Sanitize User Data from YTDL-generated JSON Metadata File #119

hunter0002 · 2020-06-07T19:09:48Z

Currently, the youtube-dl JSON uploaded to archive.org includes various metadata, including the full directory name of the video file and googlevideo.com source URLs. With default settings this leaks the user's home directory name and his/her OS, and often his/her IP address as well. tubeup also does not inform the user that the data will be stored publicly on archive.org.

Either:

tubeup should inform the user that identifying data is going to be made public
tubeup should somehow remove the identifying data from the JSON generated by youtube-dl

vxbinaca · 2020-06-07T20:19:33Z

Also your issue isn't correct, this isn't our problem but youtube-dls. We don't actually create the JSON metadata, that program does.

vxbinaca · 2020-06-07T20:20:24Z

@brandongalbraith thoughts?

hunter0002 · 2020-06-07T20:26:20Z

Also your issue isn't correct

thanks, I've corrected the issue description

vxbinaca · 2020-06-07T20:28:41Z

My testing with youtube-dl shows JSON is a all or nothing affair. We need JSON to both preserve important metadata, both for preservation and for the items creation. Youcan't just tell youtube-dl to not collect the filename. You need to take this to them, it's not our issue. I don't want to get into the habit of post-processing metadata.
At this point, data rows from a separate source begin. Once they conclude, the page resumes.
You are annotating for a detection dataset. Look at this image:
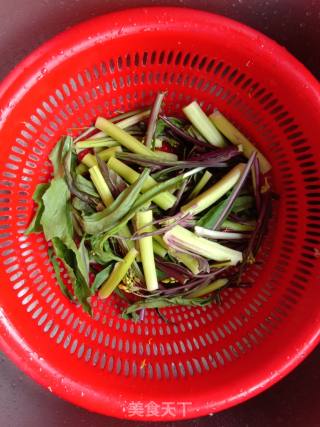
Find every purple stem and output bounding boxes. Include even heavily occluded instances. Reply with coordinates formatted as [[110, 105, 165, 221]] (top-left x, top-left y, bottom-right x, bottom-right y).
[[145, 92, 167, 147], [251, 157, 262, 212]]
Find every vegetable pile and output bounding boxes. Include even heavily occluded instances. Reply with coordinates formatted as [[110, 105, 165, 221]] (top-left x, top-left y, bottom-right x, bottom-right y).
[[26, 93, 272, 319]]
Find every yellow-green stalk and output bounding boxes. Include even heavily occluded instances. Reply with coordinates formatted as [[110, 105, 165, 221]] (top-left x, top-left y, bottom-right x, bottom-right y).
[[81, 146, 122, 168], [75, 137, 119, 153], [180, 163, 245, 215], [221, 219, 256, 231], [89, 166, 134, 249], [209, 110, 271, 174], [152, 241, 168, 258], [89, 166, 113, 206], [95, 117, 168, 158], [182, 101, 226, 147], [136, 210, 159, 291], [108, 157, 176, 210], [188, 171, 212, 200], [99, 248, 138, 299], [76, 163, 88, 175], [187, 279, 228, 298], [164, 225, 242, 265], [169, 249, 200, 274]]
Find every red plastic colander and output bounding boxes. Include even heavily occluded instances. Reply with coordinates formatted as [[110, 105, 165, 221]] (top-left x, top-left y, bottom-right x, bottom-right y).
[[0, 8, 320, 420]]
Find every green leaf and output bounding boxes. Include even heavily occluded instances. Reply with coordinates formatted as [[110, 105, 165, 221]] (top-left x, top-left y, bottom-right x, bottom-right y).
[[72, 197, 94, 215], [73, 272, 92, 316], [48, 249, 73, 301], [74, 239, 89, 284], [231, 195, 254, 213], [49, 136, 72, 178], [91, 264, 113, 293], [25, 184, 50, 234], [122, 296, 214, 319], [40, 178, 74, 248], [52, 237, 92, 315], [75, 175, 100, 197]]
Closing, but I'm going to add a warning on the README.

vxbinaca · 2020-06-07T20:58:30Z

This may have to do with how we point the file to a certain directory. it's not reproducing the full directory when I separately generate JSON with youtube-dl.

@jjjake Would you suggest handling this on our end (somehow) or y'all stripping directory information as apart of the deriving process?

hunter0002 · 2020-06-07T21:01:55Z

The JSON generated by tubeup's youtube-dl download does also seem to expose some other identifying information, for example the URLs contain the user's IP address. This doesn't seem to happen for all requests.

"formats": [{"format_id": "249", "url": "[...]googlevideo.com[...]ip=xxx.xxx.xxx.xxx

vxbinaca · 2020-06-07T21:02:48Z

The tubeup JSON does also seem to expose some other identifying information, for example the URLs contain the user's IP address, but I couldn't reproduce this with youtube-dl. Not sure why

Thats not our JSON, also please start properly indenting examples so we can see what you're talking about.

hunter0002 · 2020-06-07T21:07:53Z

I've tried to make the wording clearer. I'm not sure if it's related to the ip key/value being part of the URL only for certain googlevideo.com requests.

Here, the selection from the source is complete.